MS SQL: Database + Windows Authentication + Username/Password?

Question

I have always thought that in order to connect to SQL server using windows authentication with explicitly specified creds, you must LogonUser, Impersonate, then connect.

It seems to me that this link suggests that it's possible to connect to SQL server without all this hassle, simply by specifying "uid=...;pwd=..." in connection string. I tested this method just to be sure it doesn't work, and - lo and behold - it didn't. If that blog post wasn't on msdn.com, I would have just dismissed it as noob talk, but it is.

Does anyone have an idea what am I missing?

EDIT1: Many respondents misunderstood what I was referring to. Here's a copy/paste of what I was talking about. It's not integrated SQL, nor it's an ASP.NET impersonation made by IIS:

string sql4 = String.Format(
   @"Data Source={0};Integrated Security=SSPI;uid=<uid>;pwd=<pid>", server);     
// Database + Windows Authentication + Username/Password

Answer 1

It depends - if you connect from a command-line or Winforms app DIRECTLY to your SQL Server, you EITHER specify "Integrated Security=SSPI;" and then use your Windows credentials as logon credentials, OR you specify "user id=....;pwd=....." - but that's then a SQL logon - NOT your Windows logon.

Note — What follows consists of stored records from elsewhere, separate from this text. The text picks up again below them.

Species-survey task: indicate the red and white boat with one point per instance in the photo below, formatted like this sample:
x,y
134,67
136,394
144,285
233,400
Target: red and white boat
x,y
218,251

You mention "impersonate and then connect" - that seems to indicate ASP.NET - that's a totally different story again. If you impersonate, then you're basically using your Windows credentials, e.g. the web server will "impersonate" you and log on as you (using your Windows credentials). In that case, again, no "uid=....;pwd=....." needs to be specified (if it is, it will be ignored).

As that link you mentioned clearly shows - if you can connect directly, and you specify "Integrated Security=SSPI;", then this takes precedence over any uid=...;pwd=.... which you might also specified and logs you in using your Windows credentials; those extra uid=...;pwd=.... pieces are ignored.

Marc

Answer 2

that's probably for sql server logins.

Answer 3

The article and point in question relates to SQL security, not integrated security. You can pass the credentials for a SQL user and log in in this manner if SQL authentication (mixed mode) is enabled. If the SQL server is set up to use integrated security only then this will not work. It will also not work to allow logging in using Windows logon credentials.

Answer 4

There are two distinct kinds of security with SQL Server. "Windows Authentication", and "SQL Server Authentication". When you see uid and pwd you're seeing the latter. The uid in this case is not a Windows principal - the OS knows nothing about it.

So the answer to your question is, no, you can't pass Windows user name and password in the connection string to log in to SQL Server.

Answer 5

In our shop, we routinely use connection strings like you describe. No problemo. But your sql server database must be set up to use sql security, not windows authentication.

A sample connection string (from web.config) in our app looks like:

<connectionStrings>
<add name="ConfigurationData" connectionString="server=DevServer;
database=travel_expense_management_dv;uid=userid;pwd=password!;"
providerName="System.Data.SqlClient" />
</connectionStrings>

On the other hand, the DBA guru for our shop set me up a personal database on the main server that had integrated security with my Windows logon. I didn't need uid and pwd because it took my authentication info from context.